By meeting as you are about to do, and giving expression to sentiments in favor of the perpetuation of our Government, and in behalf of those of our citizens who are denied the rights and privileges of citizenship, you will strengthen the hearts and hands of all among our rulers who are endeavoring to execute judgment and justice, and to save our Government under the guidance of Him who controls the destinies of nations.
Trusting that this is but the beginning of a good work among the true women of the nation, I subscribe myself, Yours for the interest of our common country,
LIZZIE WELSH.
MEDINA COUNTY, OHIO, May 12, 1863.
DEAR MISS ANTHONY:—This is no time to be idle now. Every true woman must do her whole duty, and buckle on the strong armor of Faith, to meet the enemy face to face. Let the traitors of the country hear our voices, and let Southern tyrants tremble in their high places. Let the prayers of the loyal women ascend to the throne on high. I trust you may have a decidedly good meeting—one, too, that will be remembered in future ages, when war and bloodshed shall have passed forever away, and sweet peace shall reign again in our beautiful land. We long for our brave brothers to return to their homes, but not till the Union is restored, and the traitors receive their just punishment. My heart is deeply engaged in the cause of human liberty and justice, and I have given my all in the struggle.
I remain, yours respectfully, EMMA C. HARD.
RICHWOOD, May 9, 1863.
SUSAN B. ANTHONY—DEAR MADAM:—In The New York Tribune of April 25, 1863, we observed that a National Convention of the Ladies' Union League is to be held in the city of New York, on the 14th day of May. We were truly gratified with this intelligence, and should be very happy to be present on that occasion; but as that is among the impossibilities, we deem it a great privilege to represent the Richwood Ladies' Union League through epistolary correspondence. The cause is glorious, and is calculated to elevate woman to a higher sphere. Louder voices and holier motives urge us to duty as never before. At the time our Ladies' Union League was organized, we knew not that there was another in the world, or that there ever would be. Its infancy was feeble, as we must advance cautiously, if we would surely; but it was as a city set on a hill. The good work is still progressing.
INDIANA.
ANGOLA. IND., May 6, 1863.
MISS ANTHONY:—The call for a Convention in New York to express the feelings of woman in view of the condition of the country, is timely. I regret that I can not be present to share the inspiration of the occasion, and as far as possible to aid in making an impression worthy of the hour. We call this an alarming crisis because it is a struggle involving our lives, our liberty, and our happiness. It must be borne in mind that this nation is great not simply from the number of States it has held in union, but from its creative genius. We are told that this is the best expression of a republican form of government. It is so because it is self-sustaining, self-reliant, and therefore may be self-governing. The stern, smooth-faced Puritan fled from religious persecution in the Old World to find room for an idea in the New; and the planting of one religious idea has yielded a rich harvest of sects, each an improvement on the last.

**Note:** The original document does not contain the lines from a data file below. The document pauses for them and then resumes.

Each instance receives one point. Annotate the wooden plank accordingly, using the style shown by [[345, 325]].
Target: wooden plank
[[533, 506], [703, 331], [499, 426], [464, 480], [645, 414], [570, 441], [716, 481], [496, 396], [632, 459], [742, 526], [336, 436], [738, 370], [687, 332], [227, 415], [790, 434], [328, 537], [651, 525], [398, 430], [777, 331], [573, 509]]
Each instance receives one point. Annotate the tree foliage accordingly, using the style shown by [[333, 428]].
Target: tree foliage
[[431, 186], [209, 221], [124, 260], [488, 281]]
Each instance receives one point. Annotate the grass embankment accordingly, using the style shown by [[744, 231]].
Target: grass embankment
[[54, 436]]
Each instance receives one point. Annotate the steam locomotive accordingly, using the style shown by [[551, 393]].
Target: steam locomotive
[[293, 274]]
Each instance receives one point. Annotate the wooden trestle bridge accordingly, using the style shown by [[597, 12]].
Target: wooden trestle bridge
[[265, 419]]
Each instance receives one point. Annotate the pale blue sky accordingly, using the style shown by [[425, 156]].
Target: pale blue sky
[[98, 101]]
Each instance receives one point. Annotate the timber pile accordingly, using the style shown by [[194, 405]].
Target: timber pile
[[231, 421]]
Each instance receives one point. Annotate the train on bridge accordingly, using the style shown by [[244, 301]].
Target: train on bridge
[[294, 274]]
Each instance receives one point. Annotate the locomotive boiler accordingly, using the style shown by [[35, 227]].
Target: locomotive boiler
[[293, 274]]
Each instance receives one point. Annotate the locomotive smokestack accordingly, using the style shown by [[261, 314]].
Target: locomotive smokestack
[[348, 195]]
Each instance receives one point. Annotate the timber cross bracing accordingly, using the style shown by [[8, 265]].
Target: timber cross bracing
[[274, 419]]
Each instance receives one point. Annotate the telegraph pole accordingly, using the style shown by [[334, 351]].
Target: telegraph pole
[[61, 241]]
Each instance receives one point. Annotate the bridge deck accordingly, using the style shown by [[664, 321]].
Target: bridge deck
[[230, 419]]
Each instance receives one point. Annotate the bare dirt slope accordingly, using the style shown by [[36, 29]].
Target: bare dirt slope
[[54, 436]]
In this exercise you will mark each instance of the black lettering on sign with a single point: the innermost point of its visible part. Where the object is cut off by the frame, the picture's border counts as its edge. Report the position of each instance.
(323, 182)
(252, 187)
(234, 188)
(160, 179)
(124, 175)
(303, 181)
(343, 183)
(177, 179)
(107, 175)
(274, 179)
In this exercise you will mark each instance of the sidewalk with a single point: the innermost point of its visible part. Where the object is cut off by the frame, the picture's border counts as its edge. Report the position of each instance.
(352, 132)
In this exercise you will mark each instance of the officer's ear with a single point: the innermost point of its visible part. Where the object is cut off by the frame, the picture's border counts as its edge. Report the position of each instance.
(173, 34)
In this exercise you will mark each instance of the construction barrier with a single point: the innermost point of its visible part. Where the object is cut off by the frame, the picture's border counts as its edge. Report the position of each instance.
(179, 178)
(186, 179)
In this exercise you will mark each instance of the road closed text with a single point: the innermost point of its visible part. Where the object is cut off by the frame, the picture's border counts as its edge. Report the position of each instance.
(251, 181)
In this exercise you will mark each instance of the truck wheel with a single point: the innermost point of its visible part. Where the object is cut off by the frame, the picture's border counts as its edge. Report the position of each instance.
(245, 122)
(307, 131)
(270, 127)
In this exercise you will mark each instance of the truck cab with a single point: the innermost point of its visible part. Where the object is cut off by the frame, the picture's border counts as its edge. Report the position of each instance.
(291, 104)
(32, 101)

Yesterday politics had its center in a party; to-day, in the nation; to-morrow, it will find an equilibrium in the individual. This is a stern work, wearing furrows in the cheeks of statesmen, shaking the frame-work of the Government, letting the blood and drinking the treasure of the nation. It can not be avoided. God has said, "And unto you a child is born," and his name shall be called Liberty, Equality, Fraternity, the Holy of Holies, the Universal Republic. And as God rested after the first creation, so shall this nation find its Sabbath of rest when this struggle for freedom is over, and from the little child to the bowed-down man, all shall breathe through the new Constitution a fresher, more glorious life. Viewed from the daily papers, the battle is long, terrific, and uncertain. Go to the stricken hearthstones, and we exclaim, "Oh, that this cup might pass from us!" Visit the solemn battle-field, and in anguish we murmur, "My God, why hast Thou forsaken us?" Retiring to the high mountain of our faith, we see in this painful view the magnitude of our cause, and that slowly but surely this contest will end triumphantly. From this point we mark the milestones that show we have made indelible foot-prints toward Liberty and Union.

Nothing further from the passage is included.